Los procesos políticos y electorales recientes en países tan diversos como India, Francia, Inglaterra, Corea y Japón muestran que los partidos que ganan son aquellos que tienen algo que ofrecerle a la población para responder a sus demandas, temores y necesidades. Cuando un partido carece de ideas e iniciativas -como crecientemente le ocurre al PRI- el debate político se orienta a las deficiencias evidentes del partido en el poder -como son la corrupción, la criminalidad, la impunidad y la incompetencia. En India fue precisamente esto lo que ocurrió: la ausencia de liderazgo por parte del partido del Congreso en el mundo de la política llevó a que el partido BJP explotara exitosamente todos los vicios de décadas casi ininterrumpidas de ese partido en el poder de su adversario. Peor para nosotros, el abandono de la reforma ha hecho que en México no surjan los equivalentes de Margaret Thatcher, Tony Blair o Felipe González en los partidos de oposición.

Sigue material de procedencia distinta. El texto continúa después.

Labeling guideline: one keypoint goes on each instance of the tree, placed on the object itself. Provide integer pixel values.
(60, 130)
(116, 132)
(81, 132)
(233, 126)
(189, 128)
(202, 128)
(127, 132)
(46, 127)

Nos urgen reformas que cambien el tenor de la vida en el país. Reformas que den oportunidades a la creación y desarrollo de las empresas y los empresarios como vehículos para generar empleos e ingresos para los mexicanos. Hasta la fecha, sólo las empresas grandes, que ya tienen su propia dinámica, han logrado romper con las ataduras e impedimentos que caracterizan a nuestro sistema político y burocrático. Esas empresas son el ancla que podrá hacer posible el desarrollo, pero claramente no son suficientes para transformar al país. Lo que México necesita es de cientos de miles de empresarios pujantes y exitosos, algo que no va a surgir de la nada. Tienen que crearse las condiciones para que eso sea posible. En la actualidad todos los incentivos están dados para que eso no ocurra y los partidos políticos tienden a reforzarlos con su propia falta de visión. En tanto no tengamos un proyecto de reformas integrales que incentive la creatividad y la competencia, las posibilidades de desarrollo seguirán siendo demasiado limitadas para hacer posible el éxito integral del país.